Join Multiple Datasets with Dremio

You can now click Save. A dialog will warn you that by saving you will be losing some of the history related to this virtual dataset. Click OK and your changes to this virtual dataset will be available to available to queries going forward. This includes other virtual datasets that are dependent on this virtual dataset, including incidents_zip and incidents_demo.

Conclusion

In this tutorial we combined data from the city of San Francisco with demographic data to help us make better sense of patterns of incidents by zip code. While we visualized the results with Tableau, the work we did to join these different data sources can be used by any SQL-based tool.

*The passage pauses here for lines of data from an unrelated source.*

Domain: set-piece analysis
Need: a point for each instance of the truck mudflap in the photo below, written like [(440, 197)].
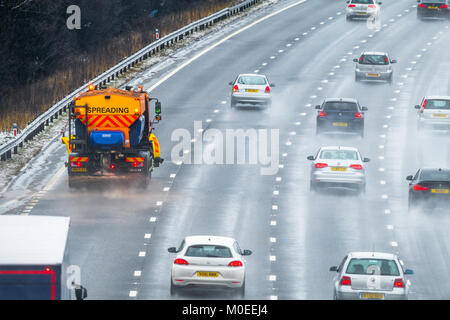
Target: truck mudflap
[(157, 160)]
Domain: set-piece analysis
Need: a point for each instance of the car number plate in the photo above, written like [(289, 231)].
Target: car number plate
[(207, 274), (340, 124), (369, 295), (338, 169), (445, 191)]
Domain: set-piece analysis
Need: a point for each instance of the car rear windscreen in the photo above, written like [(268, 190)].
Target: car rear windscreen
[(363, 1), (368, 266), (340, 106), (374, 59), (251, 80), (209, 251), (435, 175), (339, 155), (437, 104)]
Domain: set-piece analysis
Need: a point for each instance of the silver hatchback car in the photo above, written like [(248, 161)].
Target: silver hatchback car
[(434, 111), (374, 66), (253, 89), (338, 167), (371, 276)]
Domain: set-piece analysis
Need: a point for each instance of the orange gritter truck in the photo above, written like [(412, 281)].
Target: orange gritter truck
[(110, 133)]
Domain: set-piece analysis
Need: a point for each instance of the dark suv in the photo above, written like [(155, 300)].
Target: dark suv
[(340, 114), (433, 9)]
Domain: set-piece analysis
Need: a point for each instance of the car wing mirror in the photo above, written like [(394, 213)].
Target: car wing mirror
[(80, 292)]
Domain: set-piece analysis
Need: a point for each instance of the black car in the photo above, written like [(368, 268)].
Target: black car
[(340, 114), (433, 9), (429, 187)]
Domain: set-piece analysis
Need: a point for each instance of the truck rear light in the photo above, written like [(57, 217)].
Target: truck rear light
[(345, 281), (180, 261), (398, 283), (137, 164), (235, 263), (418, 187)]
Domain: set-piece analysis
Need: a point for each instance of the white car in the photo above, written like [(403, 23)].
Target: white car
[(434, 112), (209, 261), (371, 276), (338, 167), (253, 89), (362, 9)]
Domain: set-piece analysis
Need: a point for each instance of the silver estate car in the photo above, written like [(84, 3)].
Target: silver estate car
[(362, 9), (371, 276), (434, 111), (374, 66), (338, 167), (253, 89)]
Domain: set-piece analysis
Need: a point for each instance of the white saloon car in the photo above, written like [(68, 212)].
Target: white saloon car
[(209, 261)]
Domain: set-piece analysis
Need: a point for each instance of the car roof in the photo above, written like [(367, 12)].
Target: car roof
[(368, 255), (33, 240), (225, 241), (437, 97), (379, 53), (338, 148), (341, 100)]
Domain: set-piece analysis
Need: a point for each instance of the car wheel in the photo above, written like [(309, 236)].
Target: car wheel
[(241, 291), (173, 289)]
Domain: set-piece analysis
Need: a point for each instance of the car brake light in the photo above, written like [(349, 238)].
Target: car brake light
[(345, 281), (180, 261), (398, 283), (418, 187)]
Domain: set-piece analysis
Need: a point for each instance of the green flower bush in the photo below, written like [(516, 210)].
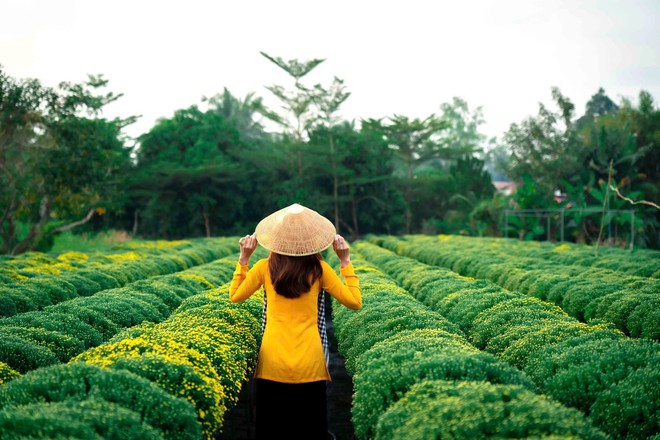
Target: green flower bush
[(387, 370), (438, 409), (85, 419), (172, 416)]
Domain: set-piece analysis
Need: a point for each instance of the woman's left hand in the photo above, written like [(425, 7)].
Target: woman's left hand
[(248, 245), (341, 249)]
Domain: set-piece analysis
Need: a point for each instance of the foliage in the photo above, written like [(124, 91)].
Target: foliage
[(79, 382), (60, 164), (70, 419), (473, 409)]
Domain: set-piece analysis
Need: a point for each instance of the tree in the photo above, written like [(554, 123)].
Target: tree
[(415, 142), (187, 175), (462, 136), (328, 102), (546, 147), (57, 167), (298, 114)]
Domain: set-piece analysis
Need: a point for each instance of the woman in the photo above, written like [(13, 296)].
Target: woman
[(291, 371)]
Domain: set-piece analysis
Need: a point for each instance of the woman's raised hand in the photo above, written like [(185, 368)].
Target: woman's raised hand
[(341, 249), (248, 245)]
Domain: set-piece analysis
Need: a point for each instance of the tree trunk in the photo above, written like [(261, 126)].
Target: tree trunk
[(207, 223)]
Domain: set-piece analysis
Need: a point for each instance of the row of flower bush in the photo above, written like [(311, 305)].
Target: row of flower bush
[(30, 264), (45, 288), (586, 293), (415, 375), (612, 378), (174, 379), (58, 333), (637, 262)]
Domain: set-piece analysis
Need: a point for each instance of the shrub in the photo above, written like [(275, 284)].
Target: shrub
[(629, 409), (84, 286), (7, 373), (104, 280), (57, 321), (179, 370), (463, 306), (470, 410), (23, 355), (173, 416), (68, 420), (122, 309), (77, 308), (644, 320), (64, 347), (55, 287), (519, 311), (382, 320), (391, 367), (13, 301), (579, 374)]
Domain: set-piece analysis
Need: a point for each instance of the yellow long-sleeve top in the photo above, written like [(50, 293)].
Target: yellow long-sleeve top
[(291, 349)]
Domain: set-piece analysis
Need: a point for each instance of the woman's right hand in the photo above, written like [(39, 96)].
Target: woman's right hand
[(248, 245), (341, 249)]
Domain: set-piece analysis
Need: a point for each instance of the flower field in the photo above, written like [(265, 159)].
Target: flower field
[(458, 337)]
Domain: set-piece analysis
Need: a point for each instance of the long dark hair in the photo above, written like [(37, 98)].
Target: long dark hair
[(293, 276)]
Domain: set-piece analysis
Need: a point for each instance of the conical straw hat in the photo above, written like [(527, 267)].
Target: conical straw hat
[(295, 231)]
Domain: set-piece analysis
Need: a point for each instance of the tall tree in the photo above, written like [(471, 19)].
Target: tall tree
[(546, 147), (415, 142), (298, 113), (328, 102), (58, 159)]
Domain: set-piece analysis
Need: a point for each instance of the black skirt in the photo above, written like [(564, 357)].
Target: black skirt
[(291, 411)]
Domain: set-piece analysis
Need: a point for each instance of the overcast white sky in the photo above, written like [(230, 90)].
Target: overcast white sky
[(396, 57)]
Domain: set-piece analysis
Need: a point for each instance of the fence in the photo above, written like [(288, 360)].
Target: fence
[(559, 216)]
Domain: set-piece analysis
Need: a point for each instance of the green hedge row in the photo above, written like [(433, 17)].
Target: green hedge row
[(177, 378), (632, 303), (34, 264), (43, 290), (592, 368), (394, 344), (57, 333), (640, 262)]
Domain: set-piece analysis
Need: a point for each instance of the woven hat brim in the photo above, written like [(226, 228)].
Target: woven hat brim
[(295, 231)]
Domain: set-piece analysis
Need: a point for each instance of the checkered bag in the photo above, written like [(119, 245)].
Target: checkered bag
[(321, 322)]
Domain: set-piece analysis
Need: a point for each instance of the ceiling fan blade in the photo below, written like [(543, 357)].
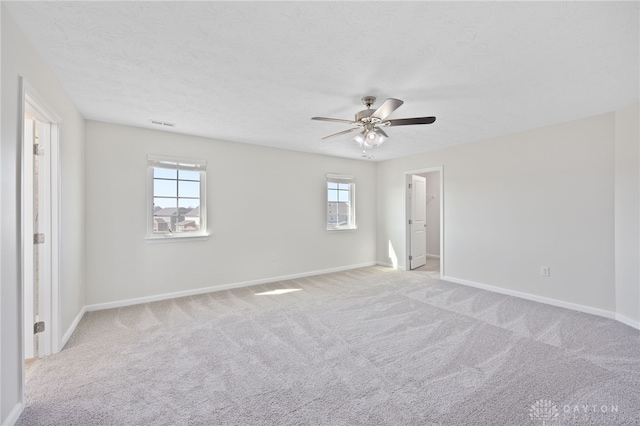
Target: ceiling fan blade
[(381, 132), (408, 121), (337, 120), (342, 133), (386, 108)]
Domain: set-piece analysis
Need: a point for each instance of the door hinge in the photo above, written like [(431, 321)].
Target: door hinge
[(38, 149)]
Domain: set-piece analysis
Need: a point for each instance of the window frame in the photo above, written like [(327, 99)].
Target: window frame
[(341, 179), (186, 164)]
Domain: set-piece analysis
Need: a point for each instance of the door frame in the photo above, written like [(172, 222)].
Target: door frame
[(28, 95), (407, 214)]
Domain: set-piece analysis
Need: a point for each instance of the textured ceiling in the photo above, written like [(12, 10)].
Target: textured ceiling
[(255, 72)]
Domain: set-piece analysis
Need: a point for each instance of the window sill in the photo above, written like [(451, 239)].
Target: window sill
[(175, 238)]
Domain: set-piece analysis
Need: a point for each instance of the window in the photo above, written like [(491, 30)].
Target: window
[(177, 206), (341, 208)]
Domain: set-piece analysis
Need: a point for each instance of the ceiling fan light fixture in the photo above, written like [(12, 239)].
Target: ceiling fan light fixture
[(369, 139)]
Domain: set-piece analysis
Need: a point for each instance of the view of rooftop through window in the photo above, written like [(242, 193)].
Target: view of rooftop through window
[(176, 200)]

Being able to combine data from multiple sources is essential when performing analysis. Here we worked with a few file formats of very modest size, but the power of Dremio is that these techniques could be applied to other sources like relational databases, MongoDB, Elasticsearch, and Hadoop, no matter the dataset size.

It’s also worth noting that we did this work with virtually no coding and without knowing SQL in depth.